Les opéras ouzbeks contemporains incluent Sadokat (2015) de Roustam Abdoullaev, dédié à la poétesse Zoulfiya et à son amour pour Hamid Alimjan ; Hamsa (2017) de Moustafa Bafoev, inspiré du célèbre recueil de cinq poèmes de Navoi ; et Kumush (2019) de Mirhalil Makhmoudov, inspiré du roman classique ouzbek Les Jours passés d’Abdullah Qadiri.

Les ballets ouzbeks transmettent la culture et l’histoire du pays à travers des mouvements symboliques et expressifs qui transcendent le langage. Parmi les ballets notables des compositeurs ouzbeks figurent L’Amulette de l’amour (1969) de Mukhtar Ashrafi, une tragédie d’amour entre un jeune de Boukhara, Mirza Izzat, et une jeune Indienne, Sonni; Tomiris (1984) d’Ulugbek Moussayev, centré sur la reine légendaire du VIe siècle av. J.-C.; et Humo (2005) d’Anvar Ergashev, un ballet fantastique sur l’oiseau mythique zoroastrien Humo et les amants Zargare et Zuleikha.

Les représentations d’opéra et de ballet sont mises en scène au Théâtre Alisher Navoi de Tachkent, un édifice emblématique dont l’architecture distinctive attire immédiatement l’attention. Construit au milieu du XXe siècle, il fut conçu par un groupe d’architectes dirigé par Alexeï Chtchoussev, avec la participation artistique du peintre Tchinguiz Akhmarov et de nombreux artisans venus de tout l’Ouzbékistan.

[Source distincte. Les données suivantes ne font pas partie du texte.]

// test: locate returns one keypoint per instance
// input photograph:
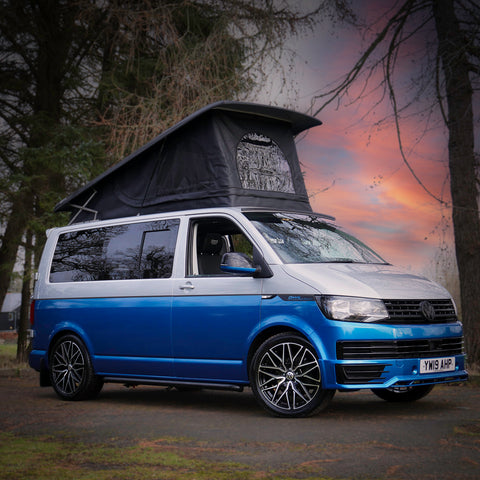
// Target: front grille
(353, 374)
(394, 349)
(410, 311)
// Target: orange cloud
(360, 178)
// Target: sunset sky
(355, 172)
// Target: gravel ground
(358, 437)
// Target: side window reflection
(134, 251)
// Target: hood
(366, 280)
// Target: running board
(133, 381)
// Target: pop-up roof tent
(226, 154)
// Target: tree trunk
(22, 342)
(463, 182)
(12, 237)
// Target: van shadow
(355, 404)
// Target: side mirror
(239, 263)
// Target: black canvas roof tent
(226, 154)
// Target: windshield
(299, 238)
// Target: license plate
(433, 365)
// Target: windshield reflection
(299, 238)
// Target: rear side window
(121, 252)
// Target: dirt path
(358, 437)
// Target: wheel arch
(62, 332)
(264, 335)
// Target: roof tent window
(262, 165)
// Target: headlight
(352, 309)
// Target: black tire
(403, 394)
(285, 377)
(71, 371)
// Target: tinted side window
(138, 250)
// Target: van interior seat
(213, 247)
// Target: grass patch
(47, 458)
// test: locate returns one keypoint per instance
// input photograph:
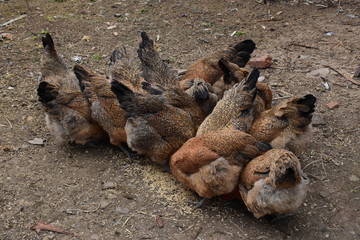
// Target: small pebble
(261, 62)
(123, 210)
(332, 105)
(353, 178)
(36, 141)
(108, 185)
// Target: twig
(12, 20)
(270, 20)
(302, 45)
(9, 122)
(71, 211)
(315, 177)
(126, 221)
(307, 165)
(198, 232)
(343, 75)
(49, 227)
(285, 97)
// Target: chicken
(154, 70)
(209, 69)
(210, 164)
(263, 100)
(287, 125)
(105, 107)
(235, 109)
(153, 127)
(273, 183)
(161, 80)
(68, 113)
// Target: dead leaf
(159, 222)
(49, 227)
(86, 38)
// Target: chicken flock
(215, 127)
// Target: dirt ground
(97, 193)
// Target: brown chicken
(105, 107)
(161, 80)
(209, 69)
(287, 125)
(235, 109)
(273, 183)
(210, 164)
(153, 128)
(68, 113)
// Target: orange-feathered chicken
(273, 183)
(287, 125)
(235, 109)
(68, 113)
(153, 128)
(210, 164)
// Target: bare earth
(97, 193)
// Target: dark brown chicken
(273, 183)
(287, 125)
(68, 113)
(161, 80)
(210, 164)
(105, 107)
(235, 109)
(153, 128)
(208, 69)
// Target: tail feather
(47, 92)
(48, 43)
(154, 69)
(82, 75)
(252, 78)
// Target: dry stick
(198, 232)
(12, 20)
(302, 45)
(49, 227)
(343, 75)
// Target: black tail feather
(81, 75)
(146, 41)
(48, 42)
(252, 78)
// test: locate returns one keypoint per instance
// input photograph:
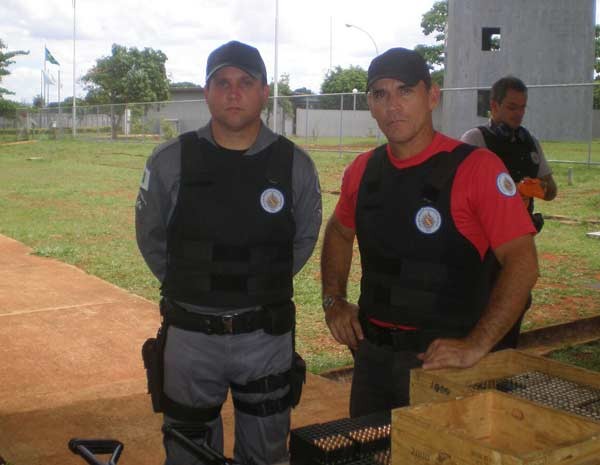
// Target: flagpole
(275, 79)
(59, 123)
(74, 103)
(45, 93)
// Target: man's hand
(451, 353)
(342, 319)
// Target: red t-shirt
(484, 204)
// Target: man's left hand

Outre les productions ouzbèkes, le théâtre présente également des classiques mondiaux tels que Rigoletto, Aïda et La Traviata de Giuseppe Verdi ; Carmen et Les Pêcheurs de perles de Georges Bizet ; Eugène Onéguine et La Dame de pique de Piotr Tchaïkovski ; ainsi que des ballets tels que Giselle d’Adolphe Adam, Casse-Noisette et Le Lac des cygnes de Tchaïkovski.

La Culture des Concerts en Evolution en Ouzbékistan

Festival Stihia, Mouynak

Photo: www.stihia.org

Ces dernières années, grâce aux efforts de la Fondation pour le développement de l’art et de la culture d’Ouzbékistan, Tachkent et d’autres grandes villes sont devenues des centres dynamiques de la culture musicale internationale. Des artistes mondialement connus se produisent désormais régulièrement en Ouzbékistan, parmi eux le pianiste russe Mikhaïl Pletnev, le pianiste sino-américain Lang Lang, le pianiste et compositeur Ludovico Einaudi, le chef d’orchestre Teodor Currentzis avec son ensemble, le violoniste Maxim Vengerov et le chanteur Andrea Bocelli.

Les œuvres des compositeurs ouzbeks jouent un rôle essentiel dans la scène des concerts du pays. Les classiques de la musique symphonique ouzbèke comprennent les compositions de Mirsadik Tadjiev, Mirhalil Makhmoudov, Tulkun Kurbanov, Ikram Akbarov et Felix Yanov-Yanovsky, ainsi que des œuvres plus récentes de Rustam Abdoullaev, Khabiboullo Rakhimov et Moustafa Bafoev. Leurs symphonies, poèmes symphoniques, ouvertures et suites sont régulièrement interprétés lors de concerts et de festivals à travers tout l’Ouzbékistan.

Le pays accueille également plusieurs grands événements consacrés à la musique académique et classique. Parmi eux figurent les festivals internationaux de musique symphonique, le Classical Music Fest (2025) et le Festival de la Musique Française (2025).

Les concerts de genres contemporains tels que le rock, le rap, la pop, le jazz et la musique électronique sont tout aussi populaires. Le festival annuel Iosis Fest demeure depuis longtemps le principal festival de rock d’Ouzbékistan. Des compositions de jazz interprétées par des groupes ouzbeks comme Jazzirama, ainsi que les prestations de musiciens internationaux, peuvent être entendues lors du Festival international de jazz, organisé chaque année sous les auspices de l’UNESCO. Les amateurs de musique électronique se réunissent au Sublimation Fest à Tachkent et au Stihia, un festival unique qui se tient à Mouynak au fond de l’ancienne Mer d’Aral asséchée.